Dünya çapında yüzün üstünde üniversite bu seneki İsrail Apartheid Haftası etkinliklerinde yer alacak.
İlk kez 2005’te gerçekleştirilen İsrail Apartheid Haftasının amacı ‘İsrail’in devam eden işgalci-sömürgeci projesi ve Filistin halkına yönelik ırkçı, ayrımcı politikaları’ hakkında farkındalık yaratmak, öte yandan Uluslararası Boykot, Yaptırımlar ve Yatırımların Geri Çekilmesi (BDS) hareketine verilen desteği yükseltmek.
Bu yılki etkinlikler kapsamında bütün dünyadaki üniversitelerde paneller, söyleşiler, film gösterimleri ve sunumlar gerçekleştirilmesi planlanıyor. Londra SOAS Üniversitesi’ndeki Filistin Dayanışma örgütünden Razan Shamallakh, The New Arab için şu açıklamalarda bulundu:
Bu etkinlikler İsrail’in işlediği suçların boyutlarını henüz tam anlamıyla idrak edememiş uluslararası kamuoyuna önemli bir mesaj veriyor.
İsrail devletinin ırkçı, gerici politikalarının, uluslararası hukuk ihlallerinin ve işlediği insanlık suçlarının apartheid Güney Afrika’dan farkı yok, bu nedenle İsrail’i açıkça apartheid bir devlet olmakla itham ediyoruz.

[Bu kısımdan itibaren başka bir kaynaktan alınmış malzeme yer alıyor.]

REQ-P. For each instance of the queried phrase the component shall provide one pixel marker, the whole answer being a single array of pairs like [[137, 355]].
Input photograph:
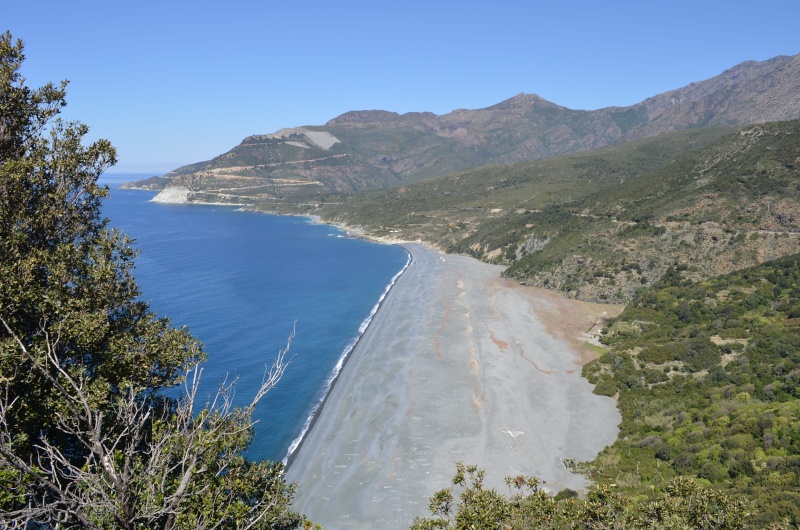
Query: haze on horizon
[[172, 84]]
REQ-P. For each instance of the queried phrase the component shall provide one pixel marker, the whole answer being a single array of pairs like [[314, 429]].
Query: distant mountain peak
[[368, 149]]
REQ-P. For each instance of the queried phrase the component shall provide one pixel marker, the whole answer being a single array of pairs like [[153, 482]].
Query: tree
[[87, 437], [684, 504]]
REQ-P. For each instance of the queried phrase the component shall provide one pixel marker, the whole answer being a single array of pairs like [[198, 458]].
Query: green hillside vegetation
[[446, 210], [706, 377], [602, 224]]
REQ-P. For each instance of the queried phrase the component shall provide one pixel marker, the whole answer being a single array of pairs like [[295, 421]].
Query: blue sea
[[242, 282]]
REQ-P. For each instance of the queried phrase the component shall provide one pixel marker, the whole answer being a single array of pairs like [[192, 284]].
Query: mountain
[[602, 224], [363, 150]]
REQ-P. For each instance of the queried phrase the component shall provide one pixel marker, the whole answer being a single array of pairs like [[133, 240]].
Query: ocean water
[[242, 282]]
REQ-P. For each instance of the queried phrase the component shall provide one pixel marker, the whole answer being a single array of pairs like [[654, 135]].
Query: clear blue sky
[[171, 83]]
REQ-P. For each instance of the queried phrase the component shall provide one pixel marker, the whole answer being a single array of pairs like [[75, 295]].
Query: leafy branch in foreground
[[684, 504], [160, 464], [88, 438]]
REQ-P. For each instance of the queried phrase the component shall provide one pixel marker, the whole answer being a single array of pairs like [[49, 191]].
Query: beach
[[458, 364]]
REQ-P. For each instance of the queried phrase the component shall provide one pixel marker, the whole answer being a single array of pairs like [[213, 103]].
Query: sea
[[243, 283]]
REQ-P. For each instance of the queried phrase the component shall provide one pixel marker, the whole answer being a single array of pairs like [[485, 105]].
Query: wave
[[340, 364]]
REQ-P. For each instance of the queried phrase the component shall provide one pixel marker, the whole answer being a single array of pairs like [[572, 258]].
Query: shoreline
[[297, 443], [458, 365]]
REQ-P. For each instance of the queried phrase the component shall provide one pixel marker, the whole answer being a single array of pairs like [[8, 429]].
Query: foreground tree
[[87, 439], [684, 505]]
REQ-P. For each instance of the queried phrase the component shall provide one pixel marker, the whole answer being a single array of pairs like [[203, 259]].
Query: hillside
[[365, 150], [705, 375]]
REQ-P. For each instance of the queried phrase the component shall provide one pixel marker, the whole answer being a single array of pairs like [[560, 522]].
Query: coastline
[[297, 443], [458, 365]]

Lonra’da bu yılki kampanya kapsamında İsrail’in savaş suçlarını ifşa eden 100 anti-İsrail posteri sokaklara, trenlere ve muhtelif noktalara asıldı. Ancak İsrailli yetkililerin Londra Belediye Başkanı Boris Johnson’ı araması üzerine metro hatlarındaki posterler kısa süre sonra toplatıldı.

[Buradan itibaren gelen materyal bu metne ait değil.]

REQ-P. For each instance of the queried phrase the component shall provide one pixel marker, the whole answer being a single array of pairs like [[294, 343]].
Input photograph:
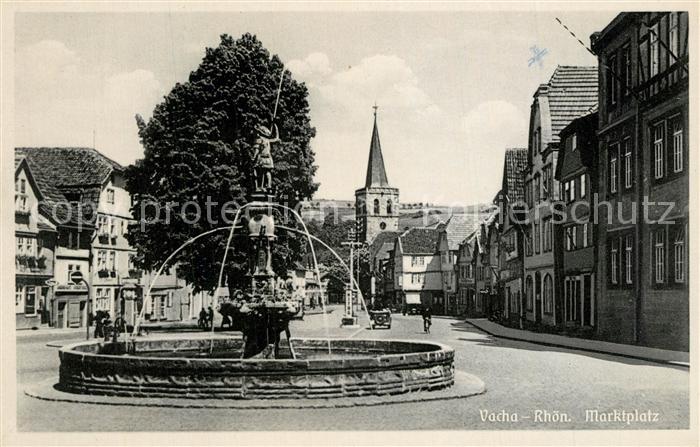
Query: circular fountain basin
[[204, 368]]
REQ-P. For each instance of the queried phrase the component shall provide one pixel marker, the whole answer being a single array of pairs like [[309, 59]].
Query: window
[[658, 151], [612, 80], [677, 145], [679, 255], [614, 262], [613, 168], [547, 235], [654, 49], [628, 259], [72, 268], [548, 294], [659, 256], [19, 298], [673, 42], [101, 260], [627, 164], [626, 69], [30, 300], [571, 238], [547, 189]]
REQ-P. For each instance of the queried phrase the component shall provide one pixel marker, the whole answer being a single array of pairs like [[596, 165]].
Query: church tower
[[377, 204]]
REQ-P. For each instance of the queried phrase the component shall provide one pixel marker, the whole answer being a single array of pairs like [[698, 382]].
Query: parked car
[[380, 318]]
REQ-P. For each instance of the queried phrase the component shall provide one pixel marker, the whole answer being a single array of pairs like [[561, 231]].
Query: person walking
[[210, 316], [427, 319]]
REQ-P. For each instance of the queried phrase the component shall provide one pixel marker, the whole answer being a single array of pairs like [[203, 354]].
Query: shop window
[[30, 301], [658, 151], [677, 145], [548, 294]]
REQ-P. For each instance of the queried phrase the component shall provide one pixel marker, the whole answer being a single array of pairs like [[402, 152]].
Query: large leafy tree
[[198, 149]]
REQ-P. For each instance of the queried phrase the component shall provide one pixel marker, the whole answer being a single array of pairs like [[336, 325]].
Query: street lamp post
[[350, 319]]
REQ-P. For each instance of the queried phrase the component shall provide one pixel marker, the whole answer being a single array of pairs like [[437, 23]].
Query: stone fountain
[[255, 366]]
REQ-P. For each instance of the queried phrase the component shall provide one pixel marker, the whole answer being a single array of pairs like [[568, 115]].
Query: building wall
[[643, 312], [34, 256], [370, 222]]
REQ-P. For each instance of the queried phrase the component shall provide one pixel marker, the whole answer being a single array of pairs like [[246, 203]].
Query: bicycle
[[426, 325]]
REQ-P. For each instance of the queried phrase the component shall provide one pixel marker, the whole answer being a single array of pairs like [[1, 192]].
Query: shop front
[[70, 307]]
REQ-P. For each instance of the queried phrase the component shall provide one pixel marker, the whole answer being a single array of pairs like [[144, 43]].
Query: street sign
[[76, 277]]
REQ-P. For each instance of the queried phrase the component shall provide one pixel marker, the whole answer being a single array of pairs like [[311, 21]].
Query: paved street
[[521, 378]]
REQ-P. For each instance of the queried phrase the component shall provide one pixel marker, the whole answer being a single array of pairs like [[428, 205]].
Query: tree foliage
[[198, 149]]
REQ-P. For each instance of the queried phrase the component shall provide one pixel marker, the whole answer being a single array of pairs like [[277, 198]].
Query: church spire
[[376, 174]]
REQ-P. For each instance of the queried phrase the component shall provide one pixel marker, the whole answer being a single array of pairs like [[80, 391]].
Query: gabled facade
[[643, 157], [575, 233], [511, 211], [458, 227], [417, 274], [83, 195], [570, 92], [377, 203], [466, 287], [35, 245]]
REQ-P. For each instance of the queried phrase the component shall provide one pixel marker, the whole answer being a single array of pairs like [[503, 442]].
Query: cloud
[[60, 100], [312, 69], [386, 79]]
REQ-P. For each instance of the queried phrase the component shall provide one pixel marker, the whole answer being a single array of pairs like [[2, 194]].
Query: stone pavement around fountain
[[521, 378]]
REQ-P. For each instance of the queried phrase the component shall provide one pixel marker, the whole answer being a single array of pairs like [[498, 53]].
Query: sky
[[454, 89]]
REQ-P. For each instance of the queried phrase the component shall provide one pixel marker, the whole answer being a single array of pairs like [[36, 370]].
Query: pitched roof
[[572, 91], [376, 173], [513, 178], [420, 240], [63, 170], [382, 244], [458, 227], [71, 166]]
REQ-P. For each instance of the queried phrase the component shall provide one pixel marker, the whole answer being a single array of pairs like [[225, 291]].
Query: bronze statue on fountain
[[264, 310]]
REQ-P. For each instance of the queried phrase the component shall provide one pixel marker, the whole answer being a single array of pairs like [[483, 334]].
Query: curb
[[577, 348]]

Hükümetin kamu kurumlarının BDS kampanyalarında yer almasını Şubat ayında yasaklamasının ardından Britanya’daki Filistinli eylemciler büyük bir darbe almıştı. Ancak Shamallakh, İsrail Apartheid Haftasının en az hükümetin yaptırımları kadar önemli bir etkiye sahip olduğunu vurguluyor:
Cameron’nun boykot hareketini durdurmaya çalışması hareketin İsrail’i güç duruma soktuğunun bir göstergesi, aynı zamanda bizi İsrail Apartheid Haftasını daha etkili kılmamız için cesaretlendiriyor.

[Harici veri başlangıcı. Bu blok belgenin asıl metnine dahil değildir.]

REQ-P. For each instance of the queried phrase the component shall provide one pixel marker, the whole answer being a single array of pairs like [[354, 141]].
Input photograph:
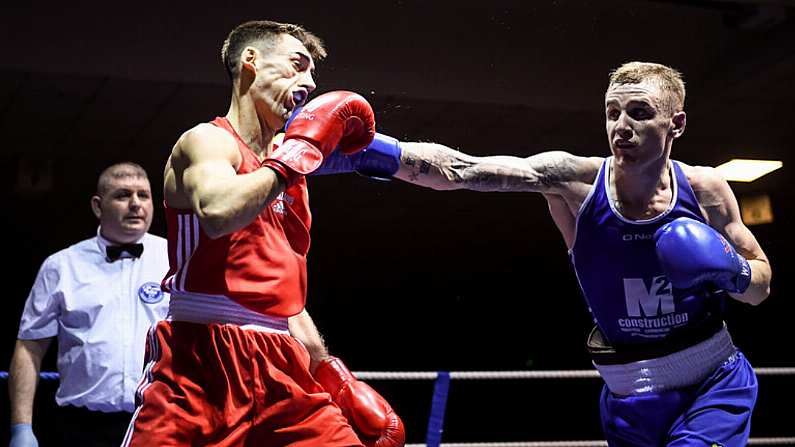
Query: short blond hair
[[667, 79]]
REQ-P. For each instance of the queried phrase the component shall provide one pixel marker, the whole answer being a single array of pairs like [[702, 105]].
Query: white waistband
[[680, 369], [206, 309]]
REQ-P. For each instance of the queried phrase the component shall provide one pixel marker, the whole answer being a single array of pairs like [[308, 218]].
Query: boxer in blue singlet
[[658, 247]]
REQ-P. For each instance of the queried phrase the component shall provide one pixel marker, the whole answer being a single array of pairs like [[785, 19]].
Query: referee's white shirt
[[100, 311]]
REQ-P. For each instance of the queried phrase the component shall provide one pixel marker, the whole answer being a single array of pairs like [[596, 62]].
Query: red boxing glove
[[333, 120], [369, 414]]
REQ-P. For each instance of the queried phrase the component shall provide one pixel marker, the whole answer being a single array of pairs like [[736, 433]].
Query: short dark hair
[[669, 80], [117, 171], [263, 34]]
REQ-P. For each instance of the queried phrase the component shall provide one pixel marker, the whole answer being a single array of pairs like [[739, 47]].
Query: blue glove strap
[[743, 277], [19, 428], [381, 159]]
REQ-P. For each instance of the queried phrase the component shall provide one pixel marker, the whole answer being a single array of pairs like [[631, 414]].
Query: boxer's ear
[[679, 121], [96, 206]]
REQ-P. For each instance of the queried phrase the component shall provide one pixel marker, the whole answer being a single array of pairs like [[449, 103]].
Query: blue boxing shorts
[[715, 412]]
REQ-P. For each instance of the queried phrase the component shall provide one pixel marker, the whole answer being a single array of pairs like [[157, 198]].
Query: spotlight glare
[[744, 170]]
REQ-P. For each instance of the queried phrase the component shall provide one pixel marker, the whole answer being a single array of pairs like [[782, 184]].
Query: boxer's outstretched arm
[[440, 167], [202, 175], [303, 328], [723, 214]]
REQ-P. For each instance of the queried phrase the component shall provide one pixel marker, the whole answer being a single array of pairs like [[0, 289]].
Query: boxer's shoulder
[[702, 177], [205, 141]]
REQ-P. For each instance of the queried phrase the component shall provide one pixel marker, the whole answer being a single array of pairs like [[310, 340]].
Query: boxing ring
[[442, 380]]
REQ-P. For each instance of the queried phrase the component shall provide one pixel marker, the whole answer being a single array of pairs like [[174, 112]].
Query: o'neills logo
[[306, 115], [636, 237]]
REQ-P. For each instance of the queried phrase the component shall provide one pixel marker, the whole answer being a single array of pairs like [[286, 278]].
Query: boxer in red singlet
[[239, 361]]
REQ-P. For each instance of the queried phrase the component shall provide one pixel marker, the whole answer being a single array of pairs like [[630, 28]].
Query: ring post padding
[[433, 438]]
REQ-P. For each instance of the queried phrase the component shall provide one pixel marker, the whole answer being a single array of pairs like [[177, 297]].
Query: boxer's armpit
[[442, 168]]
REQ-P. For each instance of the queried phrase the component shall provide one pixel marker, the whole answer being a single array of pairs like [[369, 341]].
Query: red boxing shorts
[[222, 386]]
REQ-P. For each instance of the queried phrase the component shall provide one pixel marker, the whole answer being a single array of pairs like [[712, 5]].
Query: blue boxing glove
[[380, 160], [22, 436], [692, 253]]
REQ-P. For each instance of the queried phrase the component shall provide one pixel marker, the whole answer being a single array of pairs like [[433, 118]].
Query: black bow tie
[[114, 251]]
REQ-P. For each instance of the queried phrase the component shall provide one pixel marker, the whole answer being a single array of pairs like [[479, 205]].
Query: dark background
[[403, 278]]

Cameron’un bu girişimi son yıllardaki etkili yerel boykot kampanyalarının İsrailli yetkilileri kızdırması üzerine gerçekleşti.
2014’te Leicester Kent Konseyi, işgal altındaki Batı Şeria’daki yerleşimlerde üretilmiş İsrail mallarının boykot edilmesini kararlaştırdı. İskoç hükümeti gayrimeşru yerleşimlerde yatırım ve ticaret yapılmasına karşı yerel konseylere bildirge gönderdi.
Avrupa Birliği geçen sene İsrail’in gayrimeşru yerleşimlerde ürettiği malların farklı şekilde etiketlendirilmesini desteklemişti. İsrail ise bu uygulamanın ayrımcı olduğunu savunarak ‘barış sürecinin’ zarar görebileceği tehdidinde bulunmuştu.